Republicans quietly added a provision to their tax bill that would hurt millions of children whose parents are undocumented

    House Republicans unveiled their tax reform plan on Thursday, which includes a modest expansion of the child tax credit. But under the proposal, undocumented immigrants will no longer be eligible for the tax credit, potentially depriving millions of children of the benefit.

A little-noticed provision in the GOP’s sweeping tax overhaul plan, which was released on Thursday, would make undocumented immigrant parents ineligible for the federal child tax credit.

As the law stands now, undocumented parents can receive a federal income tax credit up to $1,000 annually for each child, the vast majority of whom are American citizens.

The change could affect the more than 4 million US citizen children under 18 who live with at least one undocumented parent, as well as the approximately 1 million more so-called “dreamers” who were brought the US by their parents as children and remain undocumented.

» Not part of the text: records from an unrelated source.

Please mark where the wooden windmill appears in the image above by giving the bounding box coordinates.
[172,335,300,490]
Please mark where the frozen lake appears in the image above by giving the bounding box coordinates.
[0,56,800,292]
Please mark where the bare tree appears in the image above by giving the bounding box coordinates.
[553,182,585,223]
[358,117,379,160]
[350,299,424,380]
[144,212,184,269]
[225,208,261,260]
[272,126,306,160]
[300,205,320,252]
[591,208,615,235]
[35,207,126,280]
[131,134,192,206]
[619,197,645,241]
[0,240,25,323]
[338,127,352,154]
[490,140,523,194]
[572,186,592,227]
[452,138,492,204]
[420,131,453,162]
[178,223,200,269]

Democrats, liberal advocacy groups, and immigrants’ rights activists have long been opposed to the idea, which has been repeatedly proposed by Republican lawmakers in recent years. Attorney General Jeff Sessions, a former senator from Alabama, and other conservatives attempted to pass this provision, known as the Child Tax Credit Integrity Preservation Act, on several occasions as an amendment to the tax code, arguing that it would save $4.2 billion in federal money going to undocumented families.

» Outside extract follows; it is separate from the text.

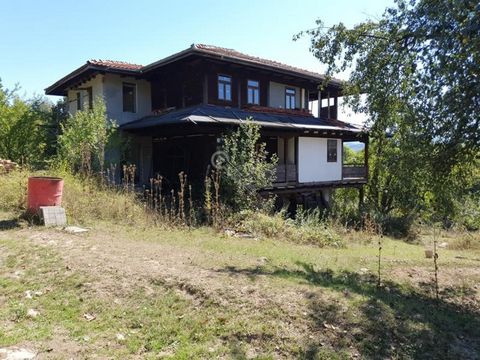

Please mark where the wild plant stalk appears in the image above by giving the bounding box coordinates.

Melissa Boteach, a vice president at the liberal think tank Center for American Progress, told Business Insider that the provision amounts to an “attack” on children “to pay for tax breaks for the wealthy and corporations.”

She noted that there is strong research that indicates that the extra income the tax credit gives to low-income families has significant long-term benefits for the children, improving their educational, health, and career outcomes, on top of helping to mitigate immediate hardship.

Particularly for low-income families, the child tax credit can be key to staying out of poverty.

“It is a significant amount of income for a low-income family … losing that will definitely affect families,” Elaine Maag, a senior research associate at the non-partisan Tax Policy Center, told Business Insider.

Boteach said that while she didn’t expect the provision to be part of the bill, she wasn’t surprised that the proposal has been resurrected.

“This is not a new idea, it was not a surprise,” she said. “It’s still sad because you’re trying to market this bill as something that’s going to help families, using the child tax credit as a fig leaf, and even within the fig leaf you’re hurting children.”